In this problem, we are dealing with capacitors in a complex network. Let us first simplify the network of capacitors: 1. Capacitance of N: The capacitor N has a capacitance of \( 2C \). 2. Capacitors A, B, and M: Each of these capacitors has a capacitance \( C \). Capacitors A and B are in series, and their equivalent capacitance can be found using the formula for series combination: \[ C_{AB} = \frac{C}{2} \] 3. Combination of A, B, and M: The combined capacitance of A and B, \( C_{AB} \), is in parallel with M. So, the total capacitance \( C_{\text{total}} \) of the network of A, B, and M is: \[ C_{\text{total}} = C_{AB} + C = \frac{C}{2} + C = \frac{3C}{2} \] 4. Final Combination with N: The final total capacitance \( C_{\text{final}} \) of the entire system is the combination of \( C_{\text{total}} \) and N (with capacitance \( 2C \)), which are in series: \[ C_{\text{final}} = \frac{C_{\text{total}} \times 2C}{C_{\text{total}} + 2C} = \frac{\frac{3C}{2} \times 2C}{\frac{3C}{2} + 2C} = \frac{3C^2}{\frac{7C}{2}} = \frac{6C}{7} \] 5. Charge Relationship: The total charge \( Q \) on the battery is related to the total capacitance and the battery voltage \( V \): \[ Q = C_{\text{final}} \times V = \frac{6C}{7} \times V \] The charge on capacitor N, denoted by \( Q' \), is the charge stored on the capacitor with capacitance \( 2C \), which is in parallel with the rest of the network. Since the voltage across N is the same as the battery voltage \( V \), the charge on N is: \[ Q' = 2C \times V \] 6. Ratio \( \frac{Q'}{Q} \): The ratio of the charges is: \[ \frac{Q'}{Q} = \frac{2C \times V}{\frac{6C}{7} \times V} = \frac{2C}{\frac{6C}{7}} = 7 \times \frac{2}{6} = \frac{7}{3} \] Thus, the correct answer is \( \frac{7}{3} \).

Answer 5

The capacitance \( C_0 \) of a parallel plate capacitor without any dielectric is given by the formula: \[ C_0 = \frac{\epsilon_0 A}{d} \] where \( \epsilon_0 \) is the permittivity of free space, \( A \) is the area of the plates, and \( d \) is the separation between the plates. When a dielectric slab of thickness \( \frac{d}{2} \) is inserted between the plates, the capacitance of the system changes. The dielectric constant of the material is \( K \), and the new capacitance \( C \) is affected by the dielectric.
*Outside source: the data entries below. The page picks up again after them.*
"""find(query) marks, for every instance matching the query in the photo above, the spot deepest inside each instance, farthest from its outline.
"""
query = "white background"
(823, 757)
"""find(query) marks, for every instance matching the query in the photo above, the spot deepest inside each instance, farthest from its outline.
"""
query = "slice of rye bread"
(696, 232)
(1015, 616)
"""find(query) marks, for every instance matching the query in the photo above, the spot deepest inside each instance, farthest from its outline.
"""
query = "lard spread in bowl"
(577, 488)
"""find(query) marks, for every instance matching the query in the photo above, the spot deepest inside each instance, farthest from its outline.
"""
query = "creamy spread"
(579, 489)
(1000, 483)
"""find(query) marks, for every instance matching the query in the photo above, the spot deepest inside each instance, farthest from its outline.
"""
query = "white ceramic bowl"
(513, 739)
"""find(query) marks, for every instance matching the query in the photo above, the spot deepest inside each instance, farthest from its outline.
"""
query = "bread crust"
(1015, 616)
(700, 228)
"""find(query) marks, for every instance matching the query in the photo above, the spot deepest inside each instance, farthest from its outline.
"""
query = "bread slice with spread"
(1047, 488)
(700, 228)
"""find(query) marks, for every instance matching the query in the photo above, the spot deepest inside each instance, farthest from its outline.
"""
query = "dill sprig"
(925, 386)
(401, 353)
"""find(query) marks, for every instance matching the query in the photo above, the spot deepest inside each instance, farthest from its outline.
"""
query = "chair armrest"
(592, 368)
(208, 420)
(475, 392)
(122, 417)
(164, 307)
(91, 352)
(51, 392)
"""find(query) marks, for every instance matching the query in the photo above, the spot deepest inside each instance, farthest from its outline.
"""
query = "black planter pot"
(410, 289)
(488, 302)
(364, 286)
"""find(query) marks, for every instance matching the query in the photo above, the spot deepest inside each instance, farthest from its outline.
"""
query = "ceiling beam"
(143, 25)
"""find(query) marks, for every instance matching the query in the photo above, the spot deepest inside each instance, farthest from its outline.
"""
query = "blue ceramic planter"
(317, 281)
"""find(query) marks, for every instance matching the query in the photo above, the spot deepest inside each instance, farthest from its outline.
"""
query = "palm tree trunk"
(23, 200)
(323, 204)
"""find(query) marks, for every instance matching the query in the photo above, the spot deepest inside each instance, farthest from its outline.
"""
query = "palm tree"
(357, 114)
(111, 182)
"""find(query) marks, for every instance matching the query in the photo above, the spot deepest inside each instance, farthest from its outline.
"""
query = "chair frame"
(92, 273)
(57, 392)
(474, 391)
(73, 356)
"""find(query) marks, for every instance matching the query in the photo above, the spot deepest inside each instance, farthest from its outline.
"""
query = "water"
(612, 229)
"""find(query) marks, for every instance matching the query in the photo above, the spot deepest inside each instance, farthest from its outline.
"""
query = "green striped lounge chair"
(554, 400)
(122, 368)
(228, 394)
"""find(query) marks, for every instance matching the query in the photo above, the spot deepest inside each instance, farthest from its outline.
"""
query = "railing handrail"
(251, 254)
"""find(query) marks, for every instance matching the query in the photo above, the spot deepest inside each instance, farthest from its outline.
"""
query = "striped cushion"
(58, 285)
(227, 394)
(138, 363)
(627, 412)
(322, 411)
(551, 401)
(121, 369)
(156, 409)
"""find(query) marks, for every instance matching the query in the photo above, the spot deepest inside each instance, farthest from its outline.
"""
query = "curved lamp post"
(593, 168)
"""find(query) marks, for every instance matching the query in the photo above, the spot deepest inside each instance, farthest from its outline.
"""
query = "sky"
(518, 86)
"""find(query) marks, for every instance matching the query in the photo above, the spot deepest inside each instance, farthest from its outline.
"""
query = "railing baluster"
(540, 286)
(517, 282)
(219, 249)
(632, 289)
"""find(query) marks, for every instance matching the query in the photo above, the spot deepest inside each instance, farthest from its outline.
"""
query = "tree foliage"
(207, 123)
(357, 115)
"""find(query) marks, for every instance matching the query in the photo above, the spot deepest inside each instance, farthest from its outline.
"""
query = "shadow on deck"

The insertion of the dielectric divides the capacitor into two regions: 1. A region with the dielectric, which contributes a capacitance of: \[ C_{\text{dielectric}} = \frac{K \epsilon_0 A}{\frac{d}{2}} = \frac{2K \epsilon_0 A}{d} \] 2. A region without the dielectric, which has the same capacitance as the original system: \[ C_{\text{no dielectric}} = \frac{\epsilon_0 A}{\frac{d}{2}} = \frac{2 \epsilon_0 A}{d} \] Thus, the total capacitance with the dielectric inserted, \( C \), is the sum of these two capacitances: \[ C = C_{\text{dielectric}} + C_{\text{no dielectric}} = \frac{2K \epsilon_0 A}{d} + \frac{2 \epsilon_0 A}{d} = \frac{2 \epsilon_0 A}{d} (K + 1) \] Now, the ratio of the capacitances is: \[ \frac{C}{C_0} = \frac{\frac{2 \epsilon_0 A}{d} (K + 1)}{\frac{\epsilon_0 A}{d}} = \frac{2(K + 1)}{1} = \frac{2K}{K + 1} \] Therefore, the correct answer is \( \frac{2K}{K + 1} \).